Il est celui dont tout le monde parle depuis la découverte du tracé du Tour de France 2012. Bradley Wiggins ? Non, le chronomètre. Encore que les deux soient intimement liés. Avec 101,4 kilomètres de contre-la-montre répartis sur trois jours de course, les différences chronométriques vont être plus étudiées, analysées, commentées que jamais. Pas question de confier cette mission ô combien sérieuse à n’importe qui. Depuis 1998, c’est la société Matsport qui s’en charge. Chronométrage, classements et diffusion vers les nouveaux médias ou la télévision font partie des missions de l’équipe codirigée par Bruno Cordier, directeur adjoint de Matsport. Sur le Tour, sept personnes de son équipe assurent en permanence le chronométrage des étapes en ligne, jusqu’à seize sur les contre-la-montre.
« Au départ de chaque étape en ligne, c’est le chronométreur officiel de la FFC qui déclenche le chrono quand le drapeau est baissé, explique Bruno Cordier. Il rapporte ensuite sa machine sur la ligne d’arrivée, 10 kilomètres avant que les coureurs n’en terminent. Ce chronomètre officiel va permettre de synchroniser toutes les machines installées sur la ligne d’arrivée. » A 10 kilomètres de l’arrivée, le chrono digital installé sous le portique d’arrivée est réajusté au temps exact de la course. Le chronométrage officiel se fera à la photo-finish.
A cet effet, trois caméras photo-finish et un système de transpondeur sont utilisés. C’est la tangente de la roue avant qui donnera son temps à chaque coureur et permettra d’établir le classement. Avec une règle bien spécifique. « Chacun a le temps du groupe auquel il appartient », précise Bruno Cordier. C’est le fameux m.t. (même temps) que nous diffusons dans nos classements. « Un nouveau groupe est pris en compte à chaque fois qu’une seconde sépare la roue avant d’un coureur de la roue arrière du gars qui le précède. S’il y a plus d’une seconde entre les deux, le nouveau coureur a un nouveau temps. Maintenant, une seconde, sur un sprint, ça correspond à peu près à trois longueurs de vélo, ce qui laisse quand même pas mal d’espace. »

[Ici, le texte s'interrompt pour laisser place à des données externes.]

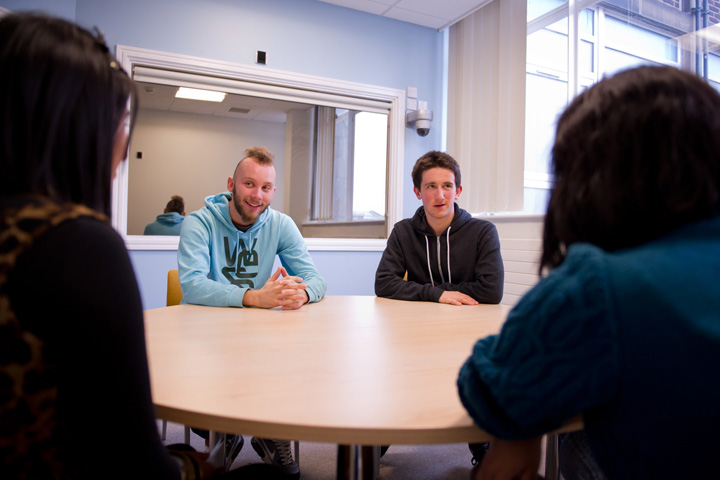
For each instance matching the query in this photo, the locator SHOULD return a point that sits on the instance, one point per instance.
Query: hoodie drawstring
(447, 240)
(427, 254)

Dans leur bulle située pile poil sur la ligne d’arrivée, le décryptage de la photo-finish est réalisé par les opérateurs Matsport, des spécialistes qui couvrent 150 jours d’événements sportifs par an et sont aguerris à ce type de matériel. Un matériel ultra sophistiqué qui n’épargne pas les chronométreurs de quelques aléas. « Les plus gros inconvénients, ce sont les conditions météos, les dossards cachés. » Pour y remédier, chaque vélo est désormais équipé d’un transpondeur qui permet d’identifier instantanément son propriétaire. Mais cet outil n’intervient pas dans le chronométrage officiel et ne peut avoir qu’un rôle d’information. « Le temps se prend à la tangente de la roue avant, rappelle le chronométreur. Et le transpondeur ne peut pas être placé à cet endroit-là. Un coureur, réglementairement, peut aussi changer de vélo ou l’échanger avec un coéquipier, et c’est pourquoi on ne peut l’utiliser dans le chronométrage officiel. »
Malgré tout, les transpondeurs vont permettre à l’équipe Matsport d’identifier plus aisément un coureur dont le dossard et la plaque de cadre seraient masqués et inidentifiables par les trois caméras photo-finish. Ils leur permettront aussi de réaliser des pointages aux 3 kilomètres afin de savoir où se situe chaque coureur à cet instant. En cas de pépin dans les 3 derniers kilomètres, comme c’est arrivé mardi à Boulogne-sur-Mer ou mercredi à Rouen, le coureur accidenté bénéficiera ainsi du temps du groupe avec lequel il se trouvait au moment du pointage.
Et les contre-la-montre dans tout ça ? Sur ces étapes spécifiques, les temps réels de chaque coureur sont pris au départ, avec un dispositif de cellule. Le même dispositif de cellule se retrouve aux chronométrages intermédiaires comme à l’arrivée, où il est ici doublé avec la photo-finish, qui permet de recevoir une preuve visuelle du temps de chaque coureur. Un dispositif extrêmement précis et fiable, bref, vous l’aurez deviné, réglé comme une horloge.